I see you are riveting screwing etc, are you making it where it will all come apart later for powdercoating the frame?
Don, I bolted the firewall on but most of it will only be riveted (or cleco'd or screwed) every few holes. I'll drill them all. I am not sealing anything on or mounting anything permanent (save a few rivets maybe) so I can take apart to finish it. Thanks!

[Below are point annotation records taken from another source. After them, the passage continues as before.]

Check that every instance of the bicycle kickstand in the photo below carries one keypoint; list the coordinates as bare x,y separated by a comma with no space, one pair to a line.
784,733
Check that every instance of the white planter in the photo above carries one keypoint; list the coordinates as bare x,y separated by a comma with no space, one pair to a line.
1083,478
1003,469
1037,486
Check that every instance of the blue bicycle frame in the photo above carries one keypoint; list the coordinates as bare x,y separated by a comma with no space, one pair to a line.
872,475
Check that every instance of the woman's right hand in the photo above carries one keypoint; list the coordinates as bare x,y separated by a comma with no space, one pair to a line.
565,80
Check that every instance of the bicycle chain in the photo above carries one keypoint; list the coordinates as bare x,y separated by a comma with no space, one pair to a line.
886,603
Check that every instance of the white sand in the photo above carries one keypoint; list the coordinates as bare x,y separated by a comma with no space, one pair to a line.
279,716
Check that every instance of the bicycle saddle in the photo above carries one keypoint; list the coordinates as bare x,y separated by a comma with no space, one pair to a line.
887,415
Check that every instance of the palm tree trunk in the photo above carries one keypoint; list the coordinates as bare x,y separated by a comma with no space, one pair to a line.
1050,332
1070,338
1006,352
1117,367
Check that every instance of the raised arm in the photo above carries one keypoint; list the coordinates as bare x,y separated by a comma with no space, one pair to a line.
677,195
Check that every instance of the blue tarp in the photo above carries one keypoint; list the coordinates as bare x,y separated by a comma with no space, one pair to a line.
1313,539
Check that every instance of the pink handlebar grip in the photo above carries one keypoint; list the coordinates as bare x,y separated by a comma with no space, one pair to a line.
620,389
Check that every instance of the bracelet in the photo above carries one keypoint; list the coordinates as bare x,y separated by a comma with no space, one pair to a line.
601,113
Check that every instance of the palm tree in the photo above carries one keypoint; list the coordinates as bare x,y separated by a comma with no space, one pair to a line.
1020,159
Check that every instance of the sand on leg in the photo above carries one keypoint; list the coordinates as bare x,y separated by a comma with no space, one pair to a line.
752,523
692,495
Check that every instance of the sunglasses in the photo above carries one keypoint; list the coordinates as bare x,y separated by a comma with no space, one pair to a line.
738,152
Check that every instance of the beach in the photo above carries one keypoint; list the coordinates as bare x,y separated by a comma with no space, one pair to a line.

Today, I finished the brake lines except for the axle end flex hoses. The ones I bought are too short and 45* ends will work better. Then I started on the master cylinder. I have the abs systems power brake kit. The two people I talked to used bell crank to change the direction to fit the MC. I put the body on and measures the room I had and opted to attempt to install backwards. I had 13" to the firewall tubing. I moved the pedal box forward, cut off the brackets for the wilwood cylinders. Then I threw the brake pedal out and moved the clutch pedal over to use. I drilled and tapped the end to fit the abs cylinder rod threads and screwed it in. Once I got the basics there, I ground out some more aluminum to move it forward a bit more and allow me to raise the brake pedal a bit more. Next, I put the body on again and checked fit. It fits! It's tight but works fine. So I ground a little more to improve fit and pedal placement a bit more. Then I made two angle brackets to bolt it to. One will be double bolted to the box and the other bolted to the box bolt and welded to the frame. I also have some gussets cut to add to the sides of each bracket to improve strength and I will add a bracket to put all 4 pedal box bolts in. I think it should work wonderfully once finished.

A couple of brake line pics just for novelty, and the last is the master cylinder mount work in progress. This is the abs 6 3/4" MC. I don't think the long one would fit. The reservoirs will be on the firewall with an lines to feed the MC, pump and overflow to tank.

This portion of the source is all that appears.